This project was the culmination of my work with Convolutional Neural Networks and Sequence Models, allowing me to apply a lot of the technologies I had learned through the "Deep Learning Specialization" on Coursera, taught by Andrew Ng.
The application is able automatically describe the content of images. To do this, it had to be capable of prerceiving contextual subtleties in images, and to relate observations to both the scene and the real world.
The MS-COCO dataset contained ~400,000 captions and ~80,000 images, i.e each image has 5 corresponding captions.
Data Preprocessing:
The images (*.jpeg or *.png) were passed through a Fine Tuned InceptionV3 (pretrained on imagenet) model and converted to an 8 by 8 by 2048 numpy matrices
The text was tokenized using the Keras.preprocessing.text.Tokenizer
The model architecture was inspired by the Show, Attend and Tell paper by Xu et al. (2015)
- The embedded image vector is passed through a CNN encoder
- The RNN decoder then takes the image as input and uses Bahdanau's Attention Model to generate a context that is continuously fed (along with an embedded input word) into a GRU to create a sequence of words that would describe the image.
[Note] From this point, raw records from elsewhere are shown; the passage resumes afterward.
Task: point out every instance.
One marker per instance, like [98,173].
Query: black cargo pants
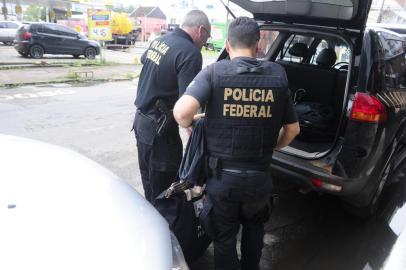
[158,156]
[238,198]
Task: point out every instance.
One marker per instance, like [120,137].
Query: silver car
[59,210]
[8,30]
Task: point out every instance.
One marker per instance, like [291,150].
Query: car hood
[59,210]
[349,14]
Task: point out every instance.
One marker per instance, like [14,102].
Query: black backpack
[316,120]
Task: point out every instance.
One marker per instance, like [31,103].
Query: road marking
[37,95]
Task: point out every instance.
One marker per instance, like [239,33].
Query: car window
[285,55]
[342,51]
[65,31]
[267,38]
[12,25]
[395,61]
[48,29]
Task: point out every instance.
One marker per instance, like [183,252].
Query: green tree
[33,13]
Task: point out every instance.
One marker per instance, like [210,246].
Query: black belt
[247,172]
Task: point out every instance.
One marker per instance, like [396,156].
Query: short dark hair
[243,32]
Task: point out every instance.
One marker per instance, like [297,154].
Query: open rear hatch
[348,14]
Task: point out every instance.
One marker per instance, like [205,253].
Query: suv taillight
[27,35]
[367,108]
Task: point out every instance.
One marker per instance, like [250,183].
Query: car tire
[36,51]
[90,53]
[23,54]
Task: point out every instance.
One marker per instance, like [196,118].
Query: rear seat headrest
[299,50]
[326,58]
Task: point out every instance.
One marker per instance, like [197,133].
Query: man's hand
[287,134]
The base 64 image is first converted to a tensor and passed through the image_features_extract_model() function, i.e, the InceptionV3 model.
The caption is then sequentially generated using Beam Search (An optimization of best-first search) of width three. This significantly improves the accuracy of the output caption.
The following image provides a visual representation of how the model works.
- Add section for users to submit actual captions (vs generated ones) and add code for an online iterative learning pipeline.